Истории моих МАТЕРЕЙ

ГЛАВА ПЕРВАЯ

Их истории начинаются с того дня, когда появился мой отец. Рахиль бежала между шатрами, высоко вскидывая коленки, словно теленок, отлученный от матери. Но прежде, чем кто-нибудь успел отругать Рахиль за то, что она ведет себя, как мальчишка-сорванец, она, едва переводя дыхание, обрушила на родных целый поток слов, и слова ее были подобны воде, которая впитывается в песок.

Там, у колодца, ей повстречался незнакомец. Такой странный, дикий на вид: он был без сандалий, волосы спутанные, а лицо грязное. Он поцеловал ее в губы. Этот незнакомец оказался их двоюродным братом, сыном тети. Он помог ей напоить овец и коз и прогнал от колодца грубиянов, оскорблявших ее.

- Что это ты бормочешь? Объясни толком! - потребовал Лаван, отец Рахили. - Кого ты повстречала у колодца? Какой там еще брат? Откуда он взялся? Сколько у него поклажи?

- Он собирается жениться на мне, - выпалила Рахиль на одном дыхании, как будто это было нечто совершенно заурядное. - Он сказал, что я создана для него и, будь его воля, он бы женился на мне хоть завтра. Он собирается поговорить об этом с тобой, отец.

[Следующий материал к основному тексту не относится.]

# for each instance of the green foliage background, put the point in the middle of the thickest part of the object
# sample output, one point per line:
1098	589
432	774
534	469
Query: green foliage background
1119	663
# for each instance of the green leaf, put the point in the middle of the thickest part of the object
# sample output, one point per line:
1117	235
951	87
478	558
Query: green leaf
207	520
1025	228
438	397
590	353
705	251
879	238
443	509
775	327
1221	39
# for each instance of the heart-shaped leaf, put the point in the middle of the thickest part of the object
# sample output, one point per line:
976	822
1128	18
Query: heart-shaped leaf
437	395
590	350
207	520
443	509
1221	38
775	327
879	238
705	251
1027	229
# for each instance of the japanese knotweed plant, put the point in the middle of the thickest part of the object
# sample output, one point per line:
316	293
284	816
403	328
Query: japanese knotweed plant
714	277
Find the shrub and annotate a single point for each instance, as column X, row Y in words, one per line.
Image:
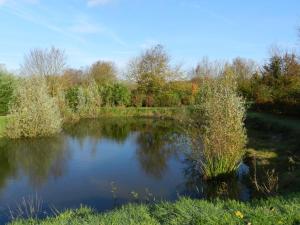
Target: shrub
column 106, row 92
column 71, row 97
column 121, row 95
column 7, row 85
column 218, row 133
column 34, row 112
column 167, row 99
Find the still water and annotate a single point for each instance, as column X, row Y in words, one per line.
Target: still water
column 103, row 164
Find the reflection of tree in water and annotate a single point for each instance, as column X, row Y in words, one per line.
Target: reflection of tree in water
column 36, row 158
column 110, row 128
column 156, row 146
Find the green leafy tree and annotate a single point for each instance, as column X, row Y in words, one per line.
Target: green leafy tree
column 7, row 86
column 34, row 112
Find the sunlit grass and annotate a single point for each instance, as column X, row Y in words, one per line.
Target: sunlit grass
column 277, row 210
column 3, row 120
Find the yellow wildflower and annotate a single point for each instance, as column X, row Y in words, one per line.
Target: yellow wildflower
column 239, row 214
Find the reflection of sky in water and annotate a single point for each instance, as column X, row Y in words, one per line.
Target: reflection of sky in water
column 78, row 166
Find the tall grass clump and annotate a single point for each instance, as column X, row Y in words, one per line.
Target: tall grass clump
column 217, row 124
column 34, row 112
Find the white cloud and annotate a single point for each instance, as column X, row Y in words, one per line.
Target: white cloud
column 85, row 28
column 92, row 3
column 2, row 2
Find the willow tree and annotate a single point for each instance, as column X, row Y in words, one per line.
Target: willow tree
column 34, row 112
column 217, row 127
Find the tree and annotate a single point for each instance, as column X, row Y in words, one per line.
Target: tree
column 34, row 112
column 49, row 63
column 151, row 70
column 103, row 72
column 44, row 62
column 216, row 127
column 7, row 85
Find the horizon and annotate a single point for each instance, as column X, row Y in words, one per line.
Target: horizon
column 118, row 30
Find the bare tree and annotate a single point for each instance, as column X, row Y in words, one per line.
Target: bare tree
column 207, row 68
column 103, row 72
column 44, row 62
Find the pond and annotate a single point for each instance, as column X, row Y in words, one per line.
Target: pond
column 103, row 164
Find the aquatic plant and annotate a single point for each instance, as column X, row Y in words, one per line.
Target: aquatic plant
column 217, row 128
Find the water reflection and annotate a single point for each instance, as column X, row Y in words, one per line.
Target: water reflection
column 78, row 166
column 37, row 159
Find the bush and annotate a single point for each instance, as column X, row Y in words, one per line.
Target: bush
column 167, row 99
column 218, row 133
column 34, row 112
column 115, row 95
column 7, row 85
column 71, row 97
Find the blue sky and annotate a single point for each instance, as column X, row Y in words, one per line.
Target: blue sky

При этих словах Лия нахмурилась.

- Жениться на тебе? - Сестра скрестила руки на груди и пожала плечами. - Да ведь ты вступишь в брачный возраст не раньше, чем через год. - Сама Лия была на несколько лет старше Рахили и держалась, как взрослая женщина: этакая четырнадцатилетняя хозяйка дома Лавана, высокомерная и снисходительная к младшей сестре, которую считала ребенком. - О чем ты говоришь? И как этот человек осмелился поцеловать тебя?

Поцелуй считался грубейшим нарушением правил благопристойного поведения, пусть даже речь шла о двоюродном брате, а Рахиль была совсем еще девочкой.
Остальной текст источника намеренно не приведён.